Stacy le arrebató la botella de la mano e iba a darle un trago, pero, de pronto, la lanzó al otro lado de la habitación, estampándola en la pared del fondo.
—Sí, joder. Ya está bien.
—Deja que te ayude a meterte en la cama.
La cogió del brazo. Stacy se puso en pie con dificultad mientras Corrie la sostenía. Dios, apestaba a bourbon. Le dio muchísima pena. Se preguntó si podría quitarle el revólver de la pistolera sin que se diera cuenta, pero decidió que quizá no fuera buena idea, que tal vez le molestara. Primero la acostaría y luego se encargaría del arma.
—¿Han pillado al cabrón que te disparó? —preguntó arrastrando la voz.
—No. Creen que podría haber sido un cazador furtivo.
—Y una mierda va a ser un cazador furtivo. —Tropezó, y Corrie la ayudó a incorporarse—. No he podido encontrar huellas de ese desgraciado. Demasiada nieve fresca.

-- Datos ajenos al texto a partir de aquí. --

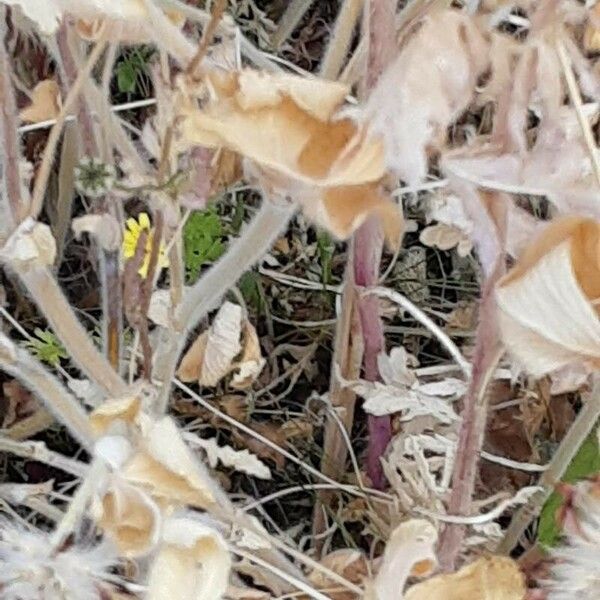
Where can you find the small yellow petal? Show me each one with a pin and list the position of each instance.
(144, 221)
(133, 226)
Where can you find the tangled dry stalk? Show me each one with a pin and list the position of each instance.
(473, 123)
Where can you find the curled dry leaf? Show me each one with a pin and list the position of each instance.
(492, 578)
(45, 103)
(105, 229)
(410, 551)
(548, 318)
(31, 245)
(48, 14)
(130, 31)
(193, 562)
(446, 237)
(240, 460)
(213, 355)
(110, 413)
(287, 127)
(129, 516)
(591, 36)
(350, 564)
(251, 362)
(169, 470)
(402, 392)
(430, 83)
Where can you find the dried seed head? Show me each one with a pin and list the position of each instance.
(93, 177)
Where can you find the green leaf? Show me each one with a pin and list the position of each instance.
(585, 463)
(325, 248)
(47, 347)
(202, 241)
(126, 77)
(249, 287)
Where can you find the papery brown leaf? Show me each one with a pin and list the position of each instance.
(211, 356)
(493, 578)
(348, 563)
(591, 36)
(430, 83)
(112, 411)
(547, 316)
(192, 564)
(45, 103)
(251, 362)
(169, 470)
(129, 516)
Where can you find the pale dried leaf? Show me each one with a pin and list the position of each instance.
(240, 460)
(31, 245)
(430, 83)
(168, 469)
(410, 551)
(211, 356)
(45, 103)
(129, 516)
(251, 362)
(348, 563)
(492, 578)
(113, 411)
(192, 564)
(554, 283)
(104, 228)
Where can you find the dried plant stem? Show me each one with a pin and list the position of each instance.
(260, 59)
(21, 365)
(9, 143)
(583, 425)
(337, 50)
(39, 452)
(207, 35)
(575, 97)
(292, 16)
(488, 351)
(379, 27)
(297, 583)
(69, 75)
(350, 489)
(79, 503)
(41, 181)
(420, 316)
(47, 294)
(255, 241)
(39, 421)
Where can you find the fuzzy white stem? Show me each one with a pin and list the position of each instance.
(47, 294)
(244, 253)
(20, 364)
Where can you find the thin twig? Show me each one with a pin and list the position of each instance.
(420, 316)
(575, 97)
(292, 16)
(41, 182)
(9, 143)
(337, 50)
(47, 294)
(581, 428)
(20, 364)
(254, 243)
(208, 35)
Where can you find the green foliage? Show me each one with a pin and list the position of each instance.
(249, 286)
(46, 347)
(325, 248)
(585, 463)
(202, 241)
(132, 71)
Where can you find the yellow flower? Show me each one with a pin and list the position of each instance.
(131, 237)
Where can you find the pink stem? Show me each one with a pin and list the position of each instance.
(368, 241)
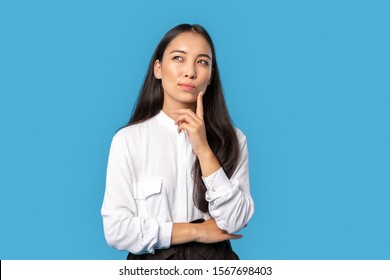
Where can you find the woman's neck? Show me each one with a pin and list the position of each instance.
(168, 108)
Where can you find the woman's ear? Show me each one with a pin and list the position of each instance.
(211, 76)
(157, 69)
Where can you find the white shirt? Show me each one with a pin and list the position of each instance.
(149, 187)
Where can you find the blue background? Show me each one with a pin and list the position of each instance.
(306, 81)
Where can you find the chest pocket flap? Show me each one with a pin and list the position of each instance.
(147, 187)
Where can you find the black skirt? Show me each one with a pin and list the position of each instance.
(191, 251)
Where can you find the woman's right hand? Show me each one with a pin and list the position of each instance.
(206, 232)
(209, 232)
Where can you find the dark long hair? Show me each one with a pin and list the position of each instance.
(220, 132)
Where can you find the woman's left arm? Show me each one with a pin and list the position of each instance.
(230, 202)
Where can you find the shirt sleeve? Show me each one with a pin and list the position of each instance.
(230, 202)
(123, 229)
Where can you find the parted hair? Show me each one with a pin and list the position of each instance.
(220, 132)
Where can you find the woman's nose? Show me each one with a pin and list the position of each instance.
(190, 71)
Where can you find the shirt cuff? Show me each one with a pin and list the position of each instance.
(218, 181)
(164, 236)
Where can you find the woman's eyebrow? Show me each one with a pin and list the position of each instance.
(199, 55)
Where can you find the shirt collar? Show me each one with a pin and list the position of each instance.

—No te preocupes por eso ahora.
—¡Claro que me preocupo! —Se llevó la mano a la pistolera, desenfundó el arma y la agitó—. ¡Voy a cazar a ese cabrón!
—Sabes que no deberías empuñar un arma cuando has estado bebiendo —le dijo Corrie, serena pero firme, controlando su nerviosismo.

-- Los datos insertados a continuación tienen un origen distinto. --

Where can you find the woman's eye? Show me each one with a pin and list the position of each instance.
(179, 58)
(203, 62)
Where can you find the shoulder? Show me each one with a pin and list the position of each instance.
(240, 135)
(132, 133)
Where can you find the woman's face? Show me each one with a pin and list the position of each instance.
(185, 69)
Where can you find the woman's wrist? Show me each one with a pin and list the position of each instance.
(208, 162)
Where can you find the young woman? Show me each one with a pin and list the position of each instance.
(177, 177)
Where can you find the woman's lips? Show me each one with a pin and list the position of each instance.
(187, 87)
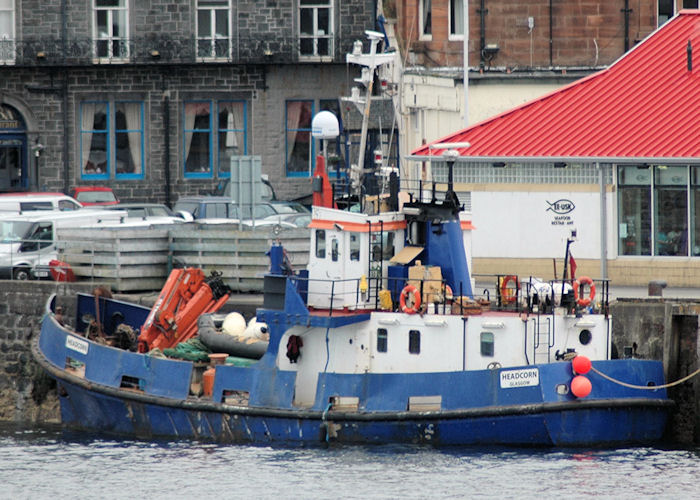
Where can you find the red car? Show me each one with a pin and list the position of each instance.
(94, 195)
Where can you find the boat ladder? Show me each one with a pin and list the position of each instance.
(542, 338)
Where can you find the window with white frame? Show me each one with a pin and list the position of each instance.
(7, 31)
(315, 28)
(212, 139)
(213, 29)
(456, 14)
(112, 139)
(111, 29)
(425, 19)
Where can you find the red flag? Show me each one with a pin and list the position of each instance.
(572, 265)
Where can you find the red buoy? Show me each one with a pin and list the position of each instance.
(580, 386)
(581, 365)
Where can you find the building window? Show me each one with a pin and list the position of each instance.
(414, 341)
(456, 14)
(315, 28)
(198, 139)
(382, 340)
(321, 243)
(653, 210)
(665, 11)
(634, 210)
(232, 133)
(213, 29)
(671, 210)
(111, 29)
(112, 139)
(7, 31)
(426, 19)
(299, 147)
(487, 343)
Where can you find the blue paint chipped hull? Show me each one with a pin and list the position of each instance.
(475, 409)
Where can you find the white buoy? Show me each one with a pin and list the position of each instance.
(234, 324)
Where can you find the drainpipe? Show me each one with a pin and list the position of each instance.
(482, 31)
(627, 12)
(166, 140)
(603, 223)
(551, 56)
(64, 91)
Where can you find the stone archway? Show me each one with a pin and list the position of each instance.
(14, 165)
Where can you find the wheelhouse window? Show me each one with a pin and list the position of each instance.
(112, 139)
(321, 243)
(213, 29)
(456, 14)
(315, 28)
(414, 342)
(110, 29)
(487, 344)
(382, 340)
(299, 147)
(7, 31)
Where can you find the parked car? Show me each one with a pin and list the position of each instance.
(153, 212)
(268, 192)
(28, 241)
(221, 207)
(94, 195)
(15, 203)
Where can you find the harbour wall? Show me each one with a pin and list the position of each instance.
(649, 328)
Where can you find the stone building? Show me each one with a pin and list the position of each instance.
(154, 97)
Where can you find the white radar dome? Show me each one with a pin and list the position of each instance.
(234, 324)
(325, 126)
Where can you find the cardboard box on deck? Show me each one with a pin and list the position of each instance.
(431, 277)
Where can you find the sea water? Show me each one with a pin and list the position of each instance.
(49, 463)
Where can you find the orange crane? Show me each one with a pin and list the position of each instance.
(186, 295)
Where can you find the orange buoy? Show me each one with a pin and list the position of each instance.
(581, 386)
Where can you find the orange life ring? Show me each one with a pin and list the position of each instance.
(584, 301)
(505, 291)
(408, 290)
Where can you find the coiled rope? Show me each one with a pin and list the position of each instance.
(652, 387)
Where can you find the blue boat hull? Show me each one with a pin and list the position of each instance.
(591, 423)
(474, 408)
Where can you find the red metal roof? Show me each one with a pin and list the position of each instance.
(645, 105)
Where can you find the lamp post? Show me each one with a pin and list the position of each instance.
(37, 148)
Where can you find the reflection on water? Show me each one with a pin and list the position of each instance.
(49, 463)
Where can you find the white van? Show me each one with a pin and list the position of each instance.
(28, 242)
(28, 202)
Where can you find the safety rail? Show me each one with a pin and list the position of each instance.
(336, 296)
(533, 295)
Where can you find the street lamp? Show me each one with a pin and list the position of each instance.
(37, 148)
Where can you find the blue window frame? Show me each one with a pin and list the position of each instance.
(111, 140)
(198, 139)
(299, 146)
(212, 139)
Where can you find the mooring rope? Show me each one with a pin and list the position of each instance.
(652, 387)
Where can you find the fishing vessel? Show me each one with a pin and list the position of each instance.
(380, 339)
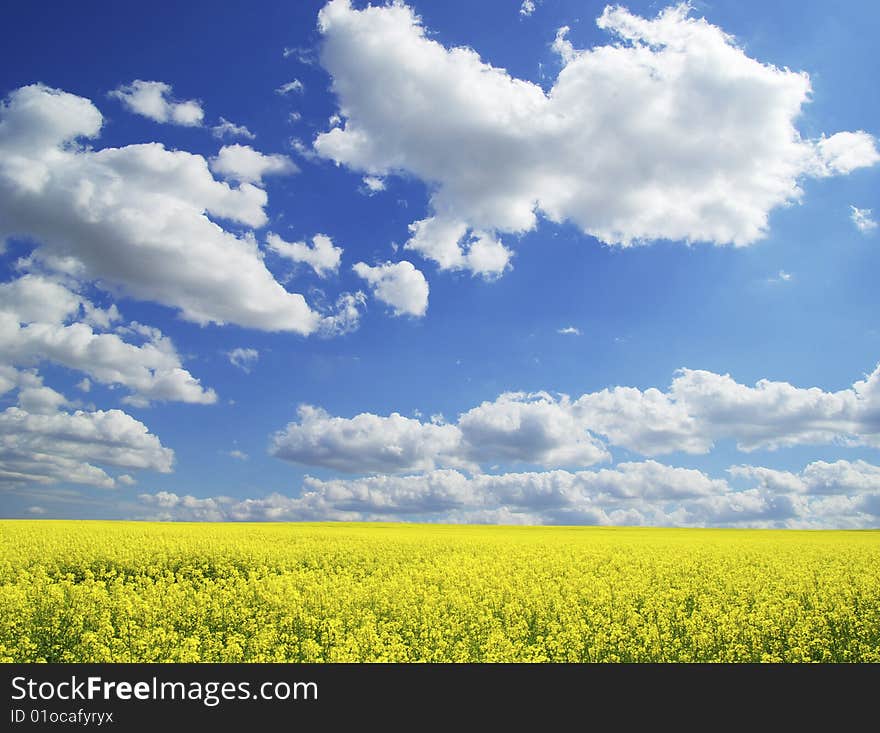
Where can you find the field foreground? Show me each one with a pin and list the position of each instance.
(145, 592)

—Sí. Cierto. Lo siento. —Stacy expulsó el cargador, que se le escapó de las manos y cayó al suelo, esparciendo los cartuchos—. Más vale que la cojas tú.
Se la entregó por la culata, y Corrie la cogió.
—Ten cuidado, que aún queda una en la recámara. Trae, que yo la saco.
—Ya lo hago yo.
Corrie sacó el cartucho y lo dejó caer al suelo.
—¡Eh, sabes lo que haces, niña!
—Más me vale, teniendo en cuenta que estudio criminalística.
—Sí, joder, algún día serás una buena poli. Lo serás. Me caes bien, Corrie.
—Gracias.
Acompañó a Stacy por el pasillo hacia su habitación. Corrie seguía oyendo los helicópteros sobrevolar la zona y, por la ventana, vio el foco de uno de ellos peinando el área, desplazándose de un lado a otro. Algo ocurría.
Por fin consiguió meter a Stacy en la cama y le puso una papelera cerca por si vomitaba. La capitana se quedó dormida al instante.
Corrie volvió al salón y empezó a limpiar, con Jack siguiéndola a todas partes. La borrachera de Stacy había asustado al pobre perro. La había asustado hasta a ella. Al erguirse, oyó otro helicóptero sobrevolando la casa. Se acercó a las ventanas de vidrio laminado y se asomó a la oscuridad. Por encima de las montañas, en dirección a la ciudad, pudo ver un intenso resplandor amarillo.